Una red entre fortalezas y archipiélagos
La vinculación entre faros y arquitectura defensiva es recurrente en el caso portugués. Muchas señales se instalaron en puntas y cabos ya ocupados por estructuras militares, dialogando con la tipología de los fuertes costeros y de las torres y atalayas que vigilaban el litoral. Bugio, Santa Marta en Cascais o el cabo de San Vicente ilustran bien esa superposición de funciones de vigilancia, defensa y orientación.
Desde 1892 la red es responsabilidad de la Marina, asegurando la gestión técnica la Dirección de Faros, creada en 1924 y hoy integrada en la Dirección General de la Autoridad Marítima. El conjunto abarca cerca de 50 faros — aproximadamente treinta en el continente, dieciséis en las Azores y siete en Madeira —, a los que se suman centenares de balizas luminosas, boyas y señales sonoras de niebla. La automatización generalizada del siglo XX prescindió de los fareros residentes, pero confirió a estos edificios un nuevo estatuto patrimonial: varios están hoy catalogados y algunos, como el de Santa Marta, han abierto al público como museos dedicados a cinco siglos de historia de la iluminación de la costa portuguesa, en el marco más amplio de las tipologías del patrimonio construido.
Preguntas frecuentes
- ¿Cuál es el faro más antiguo de Portugal?

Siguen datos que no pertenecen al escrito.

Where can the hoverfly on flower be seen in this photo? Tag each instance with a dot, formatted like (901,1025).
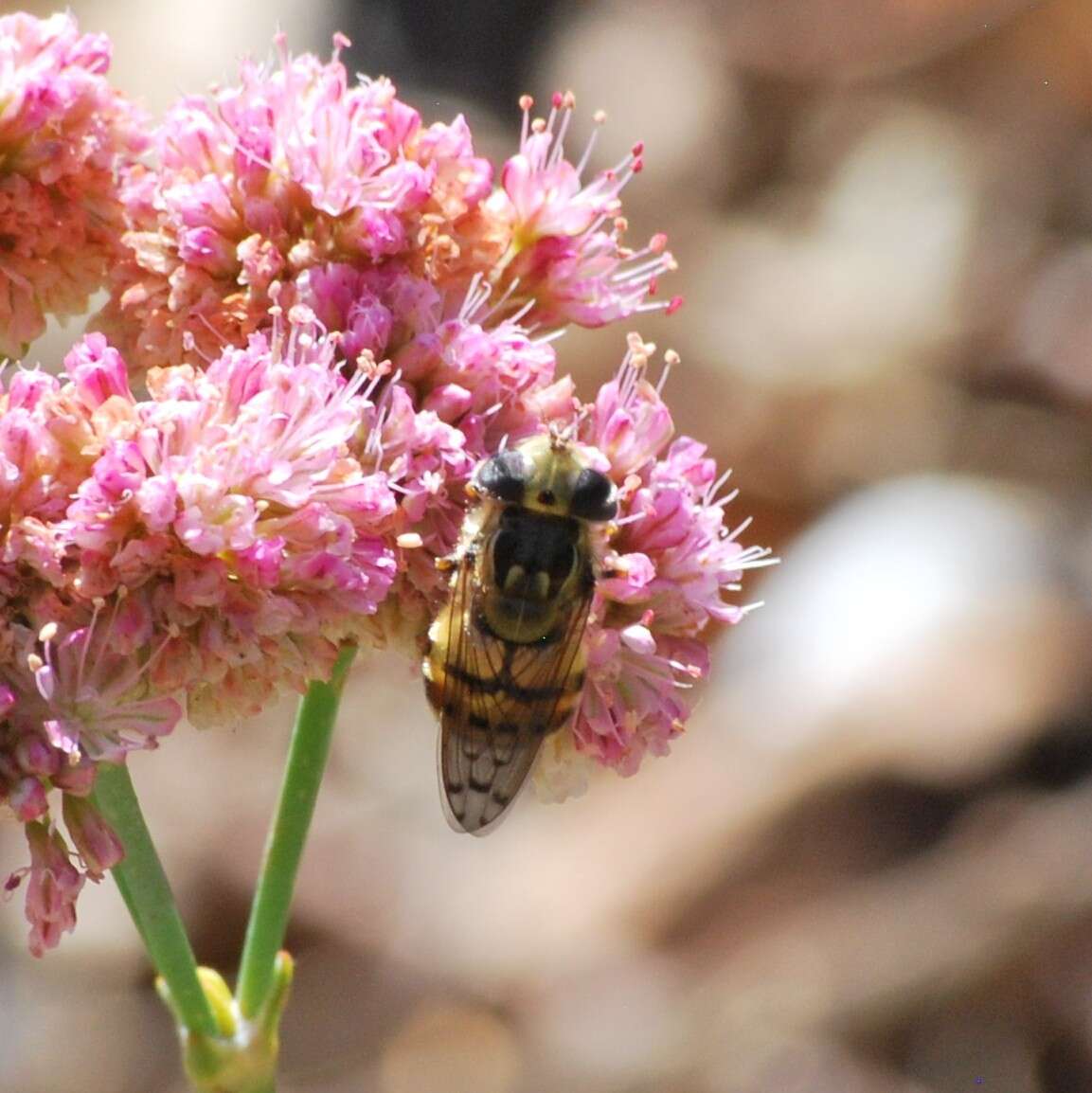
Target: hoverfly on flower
(505,658)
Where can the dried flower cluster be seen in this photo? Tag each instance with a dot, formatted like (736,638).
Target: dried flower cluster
(324,316)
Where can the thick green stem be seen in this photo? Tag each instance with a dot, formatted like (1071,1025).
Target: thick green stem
(147,893)
(303,774)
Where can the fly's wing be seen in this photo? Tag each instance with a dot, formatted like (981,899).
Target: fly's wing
(497,701)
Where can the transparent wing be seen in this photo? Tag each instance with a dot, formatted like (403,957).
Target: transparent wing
(497,702)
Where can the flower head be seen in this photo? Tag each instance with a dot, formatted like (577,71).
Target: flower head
(295,170)
(671,568)
(566,260)
(63,134)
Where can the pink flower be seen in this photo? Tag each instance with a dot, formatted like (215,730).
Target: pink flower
(671,569)
(52,888)
(566,261)
(63,134)
(233,511)
(292,170)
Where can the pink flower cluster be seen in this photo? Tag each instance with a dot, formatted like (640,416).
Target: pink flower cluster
(325,316)
(63,134)
(213,542)
(671,566)
(338,192)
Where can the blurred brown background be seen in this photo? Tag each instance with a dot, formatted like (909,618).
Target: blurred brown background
(868,866)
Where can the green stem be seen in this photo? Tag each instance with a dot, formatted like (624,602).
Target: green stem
(147,893)
(303,774)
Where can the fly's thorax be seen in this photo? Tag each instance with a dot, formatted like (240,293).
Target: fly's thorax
(531,567)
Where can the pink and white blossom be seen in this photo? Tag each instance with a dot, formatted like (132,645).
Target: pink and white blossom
(63,135)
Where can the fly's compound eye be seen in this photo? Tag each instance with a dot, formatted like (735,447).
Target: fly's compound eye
(594,497)
(504,476)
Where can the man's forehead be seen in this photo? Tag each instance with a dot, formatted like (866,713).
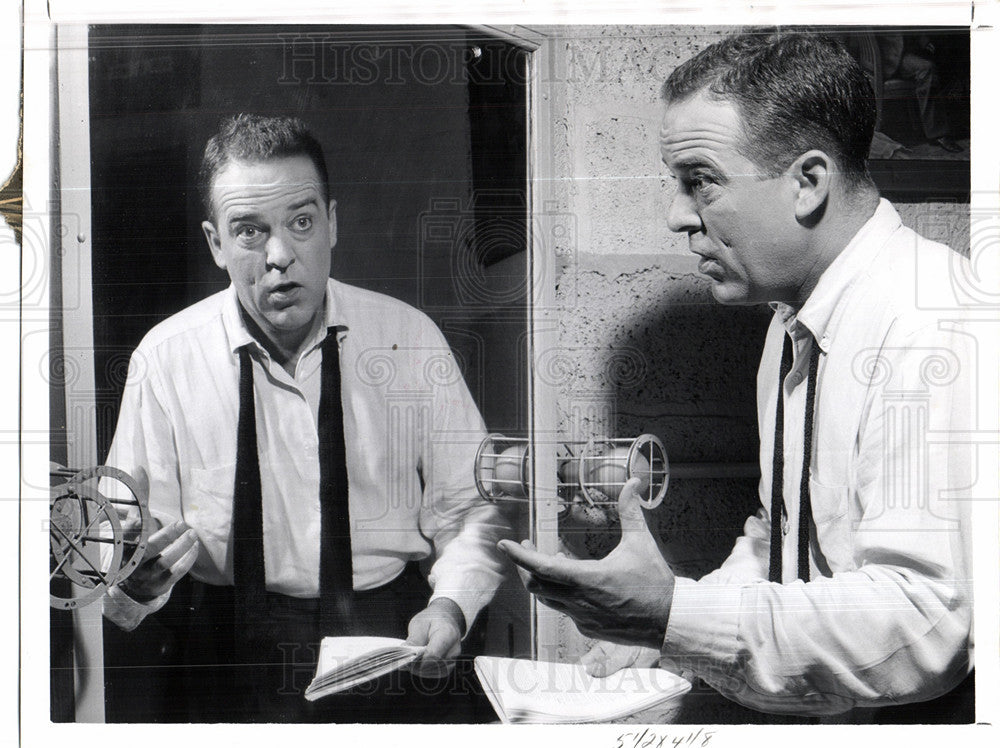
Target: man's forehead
(275,180)
(699,126)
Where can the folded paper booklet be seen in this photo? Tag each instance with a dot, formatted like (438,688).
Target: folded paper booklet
(554,693)
(348,661)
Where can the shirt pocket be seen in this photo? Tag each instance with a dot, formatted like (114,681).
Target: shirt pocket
(833,526)
(208,507)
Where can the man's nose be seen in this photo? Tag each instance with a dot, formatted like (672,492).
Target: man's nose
(278,253)
(682,213)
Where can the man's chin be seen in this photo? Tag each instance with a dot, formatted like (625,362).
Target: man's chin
(727,294)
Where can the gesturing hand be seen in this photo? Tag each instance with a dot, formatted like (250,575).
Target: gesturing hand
(438,627)
(624,597)
(170,554)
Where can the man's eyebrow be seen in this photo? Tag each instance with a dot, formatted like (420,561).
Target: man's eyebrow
(241,215)
(311,200)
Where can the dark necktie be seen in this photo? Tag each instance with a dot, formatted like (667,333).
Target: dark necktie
(335,572)
(778,466)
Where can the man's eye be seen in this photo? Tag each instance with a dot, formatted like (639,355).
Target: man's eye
(698,183)
(248,233)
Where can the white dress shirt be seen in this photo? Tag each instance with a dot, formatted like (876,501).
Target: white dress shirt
(886,616)
(410,426)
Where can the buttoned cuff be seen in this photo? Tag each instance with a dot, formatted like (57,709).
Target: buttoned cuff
(703,628)
(471,595)
(127,613)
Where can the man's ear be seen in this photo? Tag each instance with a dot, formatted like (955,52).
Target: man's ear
(214,243)
(813,173)
(332,219)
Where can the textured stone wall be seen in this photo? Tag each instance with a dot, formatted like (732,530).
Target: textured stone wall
(643,346)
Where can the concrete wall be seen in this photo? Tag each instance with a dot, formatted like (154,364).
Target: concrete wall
(643,346)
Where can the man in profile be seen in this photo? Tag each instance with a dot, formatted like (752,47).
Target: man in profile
(851,585)
(291,478)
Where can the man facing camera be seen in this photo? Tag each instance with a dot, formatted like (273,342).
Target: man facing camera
(303,452)
(851,585)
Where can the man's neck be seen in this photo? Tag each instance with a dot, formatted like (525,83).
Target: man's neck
(285,350)
(832,236)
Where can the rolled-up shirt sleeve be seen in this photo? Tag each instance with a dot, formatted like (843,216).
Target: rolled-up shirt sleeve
(463,527)
(891,622)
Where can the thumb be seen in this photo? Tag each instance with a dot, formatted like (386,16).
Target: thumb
(630,508)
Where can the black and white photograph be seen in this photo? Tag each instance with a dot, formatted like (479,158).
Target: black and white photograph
(639,375)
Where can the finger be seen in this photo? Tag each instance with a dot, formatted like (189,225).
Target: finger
(630,508)
(562,570)
(418,631)
(594,661)
(183,565)
(169,555)
(141,483)
(163,537)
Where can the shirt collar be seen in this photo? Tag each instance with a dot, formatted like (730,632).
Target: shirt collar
(239,336)
(823,309)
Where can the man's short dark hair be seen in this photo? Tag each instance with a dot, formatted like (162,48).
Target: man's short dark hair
(255,137)
(795,92)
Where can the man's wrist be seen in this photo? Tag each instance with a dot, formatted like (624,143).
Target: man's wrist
(448,607)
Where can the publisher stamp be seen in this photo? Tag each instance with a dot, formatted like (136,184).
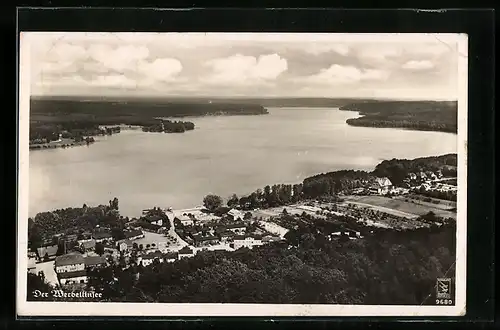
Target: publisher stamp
(443,291)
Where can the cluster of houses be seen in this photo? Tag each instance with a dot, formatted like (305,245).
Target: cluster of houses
(234,235)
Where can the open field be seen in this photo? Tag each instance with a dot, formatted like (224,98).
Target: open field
(48,270)
(398,206)
(441,205)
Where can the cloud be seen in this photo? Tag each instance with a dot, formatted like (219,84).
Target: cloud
(317,49)
(245,69)
(344,74)
(379,53)
(162,69)
(418,65)
(119,58)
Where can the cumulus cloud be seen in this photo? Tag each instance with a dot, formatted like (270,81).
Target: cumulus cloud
(246,69)
(341,74)
(162,69)
(418,65)
(317,49)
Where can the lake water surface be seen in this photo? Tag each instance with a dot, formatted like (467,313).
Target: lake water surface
(223,155)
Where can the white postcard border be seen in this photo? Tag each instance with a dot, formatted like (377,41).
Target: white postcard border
(28,308)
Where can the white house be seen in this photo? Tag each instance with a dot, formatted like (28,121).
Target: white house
(149,258)
(79,276)
(381,186)
(69,263)
(186,252)
(237,228)
(171,257)
(185,220)
(236,214)
(70,268)
(246,241)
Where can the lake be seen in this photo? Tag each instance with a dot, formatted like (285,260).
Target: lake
(223,155)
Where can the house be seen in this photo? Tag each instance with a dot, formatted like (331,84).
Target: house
(237,228)
(381,186)
(270,239)
(246,241)
(79,276)
(171,257)
(71,262)
(47,252)
(88,245)
(154,220)
(71,238)
(186,252)
(236,214)
(134,234)
(185,220)
(225,235)
(208,240)
(124,245)
(148,259)
(102,236)
(94,262)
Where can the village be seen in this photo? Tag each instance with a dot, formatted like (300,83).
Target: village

- La primera luz oficial regular surgió en la torre del convento de São Vicente, en el cabo de San Vicente, en 1520. Entre los faros aún en funcionamiento, el de Bugio, en la desembocadura del Tajo, es uno de los más antiguos, entrando en servicio en 1775 a raíz del decreto pombalino de 1758.
- ¿Quién gestiona los faros portugueses?
- Desde 1892 la red de faros es responsabilidad de la Marina Portuguesa. La gestión técnica corresponde a la Dirección de Faros, creada en 1924 e integrada en la Dirección General de la Autoridad Marítima.
- ¿Cuántos faros hay en Portugal?
- La Dirección de Faros opera cerca de 50 faros: aproximadamente 30 en la costa continental, 16 en el archipiélago de las Azores y 7 en Madeira, además de centenares de balizas luminosas, boyas y otras señales de navegación.